Indeed, it would be a sign of progress. But it’s not even clear that there has been an increase in incivility (it depends on the place and time scale). In earlier centuries physical fights would break out in legislatures and parliaments. And in Western workplaces, threats of violence will send an employee to a company’s Human Resources bureaucracy for anger management training. Again, I’d want to see data before interpreting any trend – we may be misled by examples.

While the rise in violence in France is still hard to quantify, many American cities have seen an increase in homicides, especially in the most disadvantaged neighborhoods and communities, as municipalities have decided to take BLM’s « defund the police » slogan at face value.
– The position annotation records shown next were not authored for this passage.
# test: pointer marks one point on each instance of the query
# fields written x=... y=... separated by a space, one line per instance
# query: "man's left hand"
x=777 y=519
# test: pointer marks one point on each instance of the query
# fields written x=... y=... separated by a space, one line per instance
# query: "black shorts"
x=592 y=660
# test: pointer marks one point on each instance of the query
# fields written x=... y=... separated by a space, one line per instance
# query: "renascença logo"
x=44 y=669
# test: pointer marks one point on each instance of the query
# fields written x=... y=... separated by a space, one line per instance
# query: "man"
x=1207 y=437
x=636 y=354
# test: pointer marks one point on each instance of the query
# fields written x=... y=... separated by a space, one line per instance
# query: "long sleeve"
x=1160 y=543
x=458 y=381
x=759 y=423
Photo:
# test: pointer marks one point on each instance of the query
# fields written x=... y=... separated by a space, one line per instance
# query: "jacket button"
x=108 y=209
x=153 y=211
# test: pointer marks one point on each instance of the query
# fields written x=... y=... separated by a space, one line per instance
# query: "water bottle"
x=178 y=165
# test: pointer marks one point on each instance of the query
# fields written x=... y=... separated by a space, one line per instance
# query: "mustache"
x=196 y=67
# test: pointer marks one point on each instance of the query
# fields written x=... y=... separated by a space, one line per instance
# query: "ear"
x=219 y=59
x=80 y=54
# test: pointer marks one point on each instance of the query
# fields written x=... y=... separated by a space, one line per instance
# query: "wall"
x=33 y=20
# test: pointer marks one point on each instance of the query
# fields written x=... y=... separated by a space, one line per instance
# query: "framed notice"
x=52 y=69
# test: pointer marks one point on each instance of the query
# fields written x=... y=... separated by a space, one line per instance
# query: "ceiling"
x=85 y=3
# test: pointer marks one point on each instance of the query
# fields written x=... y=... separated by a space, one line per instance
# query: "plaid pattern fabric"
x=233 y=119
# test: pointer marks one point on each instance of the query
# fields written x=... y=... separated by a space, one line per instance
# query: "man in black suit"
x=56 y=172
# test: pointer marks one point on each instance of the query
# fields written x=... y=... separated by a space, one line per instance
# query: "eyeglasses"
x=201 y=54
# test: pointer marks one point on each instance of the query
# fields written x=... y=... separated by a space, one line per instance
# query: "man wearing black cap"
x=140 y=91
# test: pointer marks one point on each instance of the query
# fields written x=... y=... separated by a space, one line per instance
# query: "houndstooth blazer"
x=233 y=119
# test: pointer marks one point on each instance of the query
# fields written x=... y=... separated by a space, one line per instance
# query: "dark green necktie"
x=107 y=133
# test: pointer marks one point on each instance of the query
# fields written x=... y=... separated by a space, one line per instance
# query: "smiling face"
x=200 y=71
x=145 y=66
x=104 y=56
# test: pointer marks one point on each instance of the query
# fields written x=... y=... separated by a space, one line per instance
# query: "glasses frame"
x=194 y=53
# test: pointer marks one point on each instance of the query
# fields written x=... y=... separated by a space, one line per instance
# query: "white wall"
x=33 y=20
Do you think this portends a resurgence of urban violence ? And how do you feel about the fact that it took the obvious – that violence is bound to increase when police budgets are cut – for municipalities to back down ?

It does expose a pathology in elite intellectual discourse in the US – universities and the liberal press – that asking about the obvious connection between de-policing and crime is a taboo that could get one canceled. Whether the American crime increase after the Ferguson shooting in 2015 and the Floyd murder in 2020 (which were substantial) will get worse or better depends on whether voters (who are not part of the intellectual elite) empower political leaders to take crime seriously, such as Eric Adams, the mayor of New York.

It is widely believed that we need to organize degrowth, not only because, as in the days of the Club of Rome, there will not be enough resources, but also because it would be morally preferable not to change the climate or biodiversity too much, not to artificially create the earth, according to an imperative of « sobriety », as we say in France. But it is also a basic observation of behavioral science that violence correlates with a mismatch between resource availability and demographics. If we tighten our belts in the face of population growth, shouldn’t we be expecting a resurgence of tensions ?

Once again I’m not so sure about the basic observation – conventional wisdom is not the same as an established cause-and-effect relationship. But it is generally true that richer countries are safer both from crime and from civil war. And outside of sub-Saharan Africa, the demographic trend is for population leveling and shrinkage, not growth.

Is the English-speaking world familiar with the notion of the « civilization of manners, » based on the work of Norbert Elias, with the idea that passions would gradually be replaced by interests ?

No, not as much as it should be. Elias’s “Civilizing process” starting in the middle ages was caused by the centralization of justice (police and courts of law rather than personal vendettas, vigilante mobs, and contests of honor between warlords) and by the expansion of trade and commerce (so that it became cheaper to buy things than steal them, and other people became more valuable alive than dead). As a result, people inhibited their impulsive violence and need to exercise manners when dealing with government officials. It’s possible, of course, that a government can become so tyrannical that its oppression of the people is worse than the violent it protects against. That’s ideally what a well-balanced democracy should achieve – the government would exercise just enough of a threat of violence to deter people from preying on each other, without the government preying on the people instead.